Le couple a construit son cocon dans la partie logement du bateau. Au détour d’un petit escalier à l’arrière de l’appareil, vous débouchez dans le salon cosy avec son parquet gris-beige, son canapé rempli de coussins plus molletonnés les uns que les autres et sa télévision. Plus loin, la cuisine équipée et la salle à manger se font face.

Un peu à l’écart, les chambres et la salle de bain sont aménagées pour optimiser l’espace. Un vrai coin de paradis où il faut regarder par la fenêtre et le paysage qui défile pour se rappeler qu’on est bien à bord d’une péniche. Deux chiens, un chat et un perroquet complètent le tableau d'une vie de famille sans heurt, au fil de l'eau.

« C’est pour ça que je continue à persévérer dans la batellerie malgré tous les sacrifices : par amour.
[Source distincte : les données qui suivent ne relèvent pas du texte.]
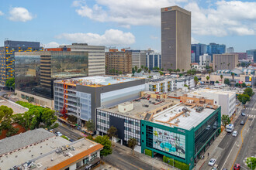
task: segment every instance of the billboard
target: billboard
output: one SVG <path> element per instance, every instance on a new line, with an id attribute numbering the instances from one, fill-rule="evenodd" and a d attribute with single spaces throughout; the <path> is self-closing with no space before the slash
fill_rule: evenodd
<path id="1" fill-rule="evenodd" d="M 185 158 L 185 136 L 153 128 L 153 148 Z"/>

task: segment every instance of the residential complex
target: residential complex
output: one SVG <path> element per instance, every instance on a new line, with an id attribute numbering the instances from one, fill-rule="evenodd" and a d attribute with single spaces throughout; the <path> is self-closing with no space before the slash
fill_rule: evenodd
<path id="1" fill-rule="evenodd" d="M 146 66 L 146 53 L 141 50 L 129 50 L 132 53 L 132 66 L 138 69 L 143 66 Z"/>
<path id="2" fill-rule="evenodd" d="M 199 56 L 206 53 L 206 45 L 201 43 L 192 44 L 191 50 L 193 51 L 193 53 L 195 55 L 195 60 L 192 63 L 199 63 L 200 62 Z"/>
<path id="3" fill-rule="evenodd" d="M 54 108 L 54 80 L 88 76 L 88 53 L 16 53 L 16 93 L 22 100 Z"/>
<path id="4" fill-rule="evenodd" d="M 154 67 L 161 69 L 161 55 L 160 53 L 147 53 L 146 55 L 146 66 L 152 70 Z"/>
<path id="5" fill-rule="evenodd" d="M 237 54 L 213 54 L 213 69 L 216 71 L 219 70 L 233 70 L 238 64 Z"/>
<path id="6" fill-rule="evenodd" d="M 6 40 L 4 46 L 0 47 L 1 69 L 0 86 L 5 87 L 5 81 L 15 75 L 15 53 L 43 51 L 39 42 Z"/>
<path id="7" fill-rule="evenodd" d="M 60 47 L 67 47 L 74 52 L 88 52 L 88 76 L 105 74 L 105 46 L 89 46 L 87 43 L 72 43 L 72 45 L 60 46 Z"/>
<path id="8" fill-rule="evenodd" d="M 145 80 L 125 76 L 87 76 L 54 82 L 54 109 L 64 108 L 67 114 L 77 117 L 84 125 L 92 119 L 96 121 L 99 107 L 112 106 L 140 96 L 145 90 Z"/>
<path id="9" fill-rule="evenodd" d="M 236 92 L 202 89 L 190 92 L 187 96 L 213 100 L 214 104 L 221 106 L 221 114 L 229 117 L 236 111 Z"/>
<path id="10" fill-rule="evenodd" d="M 178 6 L 161 8 L 162 67 L 189 70 L 191 12 Z"/>
<path id="11" fill-rule="evenodd" d="M 71 143 L 40 128 L 0 141 L 3 169 L 88 169 L 100 161 L 103 146 L 88 139 Z"/>
<path id="12" fill-rule="evenodd" d="M 106 74 L 132 73 L 132 53 L 130 51 L 109 51 L 106 53 Z"/>

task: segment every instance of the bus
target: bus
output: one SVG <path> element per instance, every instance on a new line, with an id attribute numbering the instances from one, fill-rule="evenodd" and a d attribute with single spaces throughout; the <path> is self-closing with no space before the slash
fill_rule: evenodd
<path id="1" fill-rule="evenodd" d="M 234 124 L 230 124 L 226 126 L 226 131 L 231 133 L 234 130 Z"/>

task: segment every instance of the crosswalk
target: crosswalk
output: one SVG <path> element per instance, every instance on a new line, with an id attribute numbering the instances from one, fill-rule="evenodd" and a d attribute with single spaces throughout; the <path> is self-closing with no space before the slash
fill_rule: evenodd
<path id="1" fill-rule="evenodd" d="M 246 110 L 256 110 L 256 108 L 245 108 Z"/>
<path id="2" fill-rule="evenodd" d="M 253 115 L 253 114 L 246 114 L 246 116 L 249 117 L 256 117 L 256 115 Z"/>

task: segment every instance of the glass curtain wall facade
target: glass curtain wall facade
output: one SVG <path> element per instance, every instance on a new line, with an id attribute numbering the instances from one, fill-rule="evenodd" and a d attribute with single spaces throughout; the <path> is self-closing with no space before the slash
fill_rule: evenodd
<path id="1" fill-rule="evenodd" d="M 54 80 L 88 76 L 87 52 L 38 52 L 16 55 L 16 89 L 54 99 Z"/>

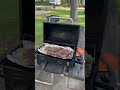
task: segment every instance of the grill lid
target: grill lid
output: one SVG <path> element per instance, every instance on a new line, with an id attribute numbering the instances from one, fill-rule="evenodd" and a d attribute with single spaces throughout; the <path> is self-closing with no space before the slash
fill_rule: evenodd
<path id="1" fill-rule="evenodd" d="M 44 22 L 44 42 L 67 43 L 77 47 L 79 30 L 79 25 Z"/>

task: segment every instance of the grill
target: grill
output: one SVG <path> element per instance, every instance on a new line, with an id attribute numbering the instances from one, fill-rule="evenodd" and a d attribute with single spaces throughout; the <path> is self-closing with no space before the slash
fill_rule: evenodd
<path id="1" fill-rule="evenodd" d="M 11 2 L 15 4 L 15 1 Z M 10 3 L 10 4 L 11 4 Z M 9 3 L 8 3 L 9 4 Z M 13 4 L 13 7 L 14 7 Z M 18 19 L 18 28 L 15 28 L 14 32 L 18 32 L 17 35 L 17 41 L 14 41 L 10 44 L 15 44 L 18 42 L 18 44 L 15 44 L 14 47 L 8 48 L 7 51 L 0 56 L 0 76 L 4 78 L 5 80 L 5 89 L 6 90 L 34 90 L 35 89 L 35 79 L 34 79 L 34 68 L 28 68 L 24 67 L 22 65 L 19 65 L 17 63 L 13 63 L 7 58 L 7 54 L 12 54 L 14 51 L 18 50 L 19 48 L 23 47 L 22 40 L 31 41 L 34 43 L 34 1 L 28 1 L 28 0 L 16 0 L 16 5 L 19 6 L 19 15 L 16 15 L 16 12 L 14 17 L 17 17 L 15 21 Z M 10 5 L 8 5 L 10 6 Z M 18 8 L 18 6 L 16 8 Z M 15 9 L 15 8 L 14 8 Z M 12 10 L 14 10 L 12 9 Z M 9 8 L 9 10 L 11 10 Z M 12 11 L 11 10 L 11 11 Z M 17 12 L 18 12 L 17 11 Z M 10 17 L 10 16 L 9 16 Z M 12 17 L 12 16 L 11 16 Z M 14 19 L 11 19 L 11 21 Z M 13 28 L 9 27 L 9 31 L 11 31 Z M 8 31 L 3 32 L 7 35 Z M 11 37 L 12 35 L 9 35 Z M 8 36 L 5 37 L 5 39 Z M 14 37 L 15 38 L 15 37 Z M 10 39 L 12 40 L 12 39 Z M 7 40 L 6 40 L 7 41 Z M 8 42 L 7 42 L 8 43 Z M 9 46 L 7 44 L 7 46 Z M 4 47 L 3 47 L 4 48 Z M 5 48 L 4 48 L 5 49 Z M 34 57 L 34 56 L 33 56 Z"/>
<path id="2" fill-rule="evenodd" d="M 98 75 L 101 74 L 98 67 L 106 26 L 107 7 L 107 0 L 86 1 L 85 50 L 94 57 L 91 74 L 86 78 L 86 90 L 94 90 L 97 87 L 114 90 L 113 85 L 98 78 Z"/>
<path id="3" fill-rule="evenodd" d="M 43 45 L 44 43 L 50 43 L 68 46 L 74 50 L 74 55 L 72 59 L 60 59 L 36 51 L 37 63 L 39 65 L 41 63 L 46 63 L 44 70 L 56 74 L 63 74 L 65 66 L 73 68 L 75 65 L 75 52 L 78 45 L 80 28 L 79 25 L 44 22 Z"/>

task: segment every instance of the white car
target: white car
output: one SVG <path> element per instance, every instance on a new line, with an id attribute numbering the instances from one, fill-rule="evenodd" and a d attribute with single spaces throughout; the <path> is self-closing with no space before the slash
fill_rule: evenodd
<path id="1" fill-rule="evenodd" d="M 61 4 L 61 0 L 49 0 L 49 3 L 53 4 L 53 5 L 60 5 Z"/>

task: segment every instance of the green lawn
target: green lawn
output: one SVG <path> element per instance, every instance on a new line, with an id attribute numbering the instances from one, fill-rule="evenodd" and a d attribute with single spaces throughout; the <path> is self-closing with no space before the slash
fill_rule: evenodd
<path id="1" fill-rule="evenodd" d="M 70 17 L 69 10 L 53 10 L 47 14 L 35 17 L 35 40 L 36 43 L 41 43 L 43 40 L 43 22 L 46 21 L 45 17 L 49 15 L 59 15 L 61 17 Z M 75 24 L 85 26 L 85 14 L 84 12 L 78 13 L 78 20 Z"/>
Ce n’est pas formidable de pouvoir passer chaque journée auprès des deux amours de sa vie ? Moi, avec ma femme et le bateau, j’y parviens. En plus, je profite toute l’année de paysages exceptionnels. Vu notre vitesse de croisière de 15 km/h, j’ai le temps de m’en mettre plein la vue.

Tous les jours, il y a un nouveau panorama avec des ambiances différentes selon la saison ou le temps qu’il fait. Que ce soit le long de la Meuse, dans les canaux flamands avec des champs à perte de vue ou en traversant les grandes villes comme Liège, Namur ou Bruxelles, c’est presque impossible de se lasser d’un spectacle pareil. Après la journée passée dans le poste de pilotage, je descends au salon retrouver tout le monde. "
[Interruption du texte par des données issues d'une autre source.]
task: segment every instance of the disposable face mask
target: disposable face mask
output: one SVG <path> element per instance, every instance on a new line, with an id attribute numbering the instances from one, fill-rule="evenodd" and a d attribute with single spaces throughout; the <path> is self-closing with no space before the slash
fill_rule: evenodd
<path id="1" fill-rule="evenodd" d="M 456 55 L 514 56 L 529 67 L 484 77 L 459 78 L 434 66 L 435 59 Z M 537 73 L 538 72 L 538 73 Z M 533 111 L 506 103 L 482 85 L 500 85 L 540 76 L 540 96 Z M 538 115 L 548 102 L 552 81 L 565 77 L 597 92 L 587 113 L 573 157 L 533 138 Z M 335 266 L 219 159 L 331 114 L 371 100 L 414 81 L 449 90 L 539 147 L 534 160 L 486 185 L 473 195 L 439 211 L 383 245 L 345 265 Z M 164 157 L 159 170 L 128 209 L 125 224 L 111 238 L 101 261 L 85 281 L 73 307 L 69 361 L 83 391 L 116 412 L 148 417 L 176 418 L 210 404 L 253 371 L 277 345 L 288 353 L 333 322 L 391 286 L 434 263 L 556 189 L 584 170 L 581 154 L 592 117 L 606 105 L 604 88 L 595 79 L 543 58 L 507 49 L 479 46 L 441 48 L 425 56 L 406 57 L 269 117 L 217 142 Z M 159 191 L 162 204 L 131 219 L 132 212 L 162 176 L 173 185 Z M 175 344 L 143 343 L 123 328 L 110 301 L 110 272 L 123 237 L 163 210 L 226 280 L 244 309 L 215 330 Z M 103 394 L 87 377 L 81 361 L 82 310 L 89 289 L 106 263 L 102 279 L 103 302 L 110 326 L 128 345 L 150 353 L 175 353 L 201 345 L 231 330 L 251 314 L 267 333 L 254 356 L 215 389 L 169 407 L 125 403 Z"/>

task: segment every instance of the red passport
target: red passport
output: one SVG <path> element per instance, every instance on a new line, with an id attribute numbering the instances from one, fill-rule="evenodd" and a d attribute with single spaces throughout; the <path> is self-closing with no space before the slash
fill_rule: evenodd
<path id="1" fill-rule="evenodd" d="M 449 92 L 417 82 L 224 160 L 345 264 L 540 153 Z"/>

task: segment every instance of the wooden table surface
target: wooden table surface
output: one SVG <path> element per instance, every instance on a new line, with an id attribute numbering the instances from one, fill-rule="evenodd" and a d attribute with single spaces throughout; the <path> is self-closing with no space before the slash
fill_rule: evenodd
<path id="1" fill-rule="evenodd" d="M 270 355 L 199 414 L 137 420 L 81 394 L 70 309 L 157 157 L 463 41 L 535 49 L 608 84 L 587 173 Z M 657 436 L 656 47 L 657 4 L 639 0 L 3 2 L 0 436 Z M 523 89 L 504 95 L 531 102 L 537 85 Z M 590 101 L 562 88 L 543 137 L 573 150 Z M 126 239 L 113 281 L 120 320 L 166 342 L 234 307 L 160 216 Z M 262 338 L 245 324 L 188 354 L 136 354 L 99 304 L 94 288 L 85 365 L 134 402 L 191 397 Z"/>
A ce tableau, il faut aussi ajouter Ethan et Léa, les deux enfants, âgés de 13 et 15 ans. En internat à Tamines, entre Charleroi et Namur, ils ne viennent à bord que les weekends.
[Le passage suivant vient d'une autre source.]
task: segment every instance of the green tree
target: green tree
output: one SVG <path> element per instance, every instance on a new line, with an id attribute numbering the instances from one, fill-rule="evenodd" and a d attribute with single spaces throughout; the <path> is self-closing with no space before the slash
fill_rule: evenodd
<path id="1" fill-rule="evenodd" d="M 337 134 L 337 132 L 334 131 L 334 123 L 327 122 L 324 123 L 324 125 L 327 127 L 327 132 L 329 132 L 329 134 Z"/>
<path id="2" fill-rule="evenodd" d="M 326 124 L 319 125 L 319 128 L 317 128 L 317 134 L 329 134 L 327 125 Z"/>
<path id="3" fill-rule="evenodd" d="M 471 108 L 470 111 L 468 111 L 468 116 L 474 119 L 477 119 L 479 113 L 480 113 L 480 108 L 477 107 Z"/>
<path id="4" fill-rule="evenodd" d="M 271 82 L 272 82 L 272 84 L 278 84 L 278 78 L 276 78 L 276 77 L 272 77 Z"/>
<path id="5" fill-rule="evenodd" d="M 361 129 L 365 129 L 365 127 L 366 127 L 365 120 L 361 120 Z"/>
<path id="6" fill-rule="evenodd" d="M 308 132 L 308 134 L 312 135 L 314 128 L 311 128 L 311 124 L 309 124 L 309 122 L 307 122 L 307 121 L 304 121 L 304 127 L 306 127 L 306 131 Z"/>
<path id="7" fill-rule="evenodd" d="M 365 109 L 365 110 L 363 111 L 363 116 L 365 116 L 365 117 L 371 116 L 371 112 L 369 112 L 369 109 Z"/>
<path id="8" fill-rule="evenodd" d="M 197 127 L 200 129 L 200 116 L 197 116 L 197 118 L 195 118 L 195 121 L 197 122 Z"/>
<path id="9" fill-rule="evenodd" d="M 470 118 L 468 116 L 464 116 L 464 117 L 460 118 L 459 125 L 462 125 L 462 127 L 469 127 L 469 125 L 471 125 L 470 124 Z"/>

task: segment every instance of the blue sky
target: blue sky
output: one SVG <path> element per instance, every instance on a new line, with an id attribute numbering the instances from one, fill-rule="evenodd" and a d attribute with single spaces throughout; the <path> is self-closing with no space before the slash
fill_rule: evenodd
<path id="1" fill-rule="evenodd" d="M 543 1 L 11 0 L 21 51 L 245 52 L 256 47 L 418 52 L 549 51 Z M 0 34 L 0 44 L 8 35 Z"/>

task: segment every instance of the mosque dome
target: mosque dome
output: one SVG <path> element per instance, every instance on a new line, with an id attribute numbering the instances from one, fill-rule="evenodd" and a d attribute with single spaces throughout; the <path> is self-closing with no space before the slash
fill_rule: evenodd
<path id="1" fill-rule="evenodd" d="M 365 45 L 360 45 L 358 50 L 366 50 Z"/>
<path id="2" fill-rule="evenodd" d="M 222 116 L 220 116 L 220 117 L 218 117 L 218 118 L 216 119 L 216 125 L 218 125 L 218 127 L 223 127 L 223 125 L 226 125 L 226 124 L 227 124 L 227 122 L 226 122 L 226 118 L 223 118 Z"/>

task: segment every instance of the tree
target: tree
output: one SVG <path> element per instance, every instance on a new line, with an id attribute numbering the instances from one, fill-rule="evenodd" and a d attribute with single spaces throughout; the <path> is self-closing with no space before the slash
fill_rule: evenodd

« C’est vrai que c’est un drôle de mode de vie pour eux, mais ils sont dedans depuis qu’ils sont tout petits, ils sont habitués. Pour nous aussi, ça demande de pouvoir être flexibles car, dans notre métier, c’est très dur de pouvoir anticiper l’emploi du temps que l’on va avoir et l’endroit où l’on sera. Mais quoi qu’il en soit, on se débrouille à chaque fois pour passer les prendre.

Et puis, après une semaine sans se voir, on est d’autant plus contents de se retrouver. Le weekend, c’est notre respiration, on le garde libre pour pouvoir faire le plus d’activités possibles. En plus du bateau, la voiture à bord nous permet d’aller où on veut à terre pour se faire des sorties au ciné ou dans les parcs d’attraction tous ensemble.

Donc, je pense qu’ils sont contents de revenir sur le bateau toutes les semaines. Mais à priori, ils ne prendront pas la relève et se dirigent vers des métiers sur la terre ferme. Je dois avouer que ça me soulage. Je ne leur aurais pas interdit de devenir des bateliers, mais je croise les doigts pour qu’ils ne se lancent pas là-dedans. Par amour."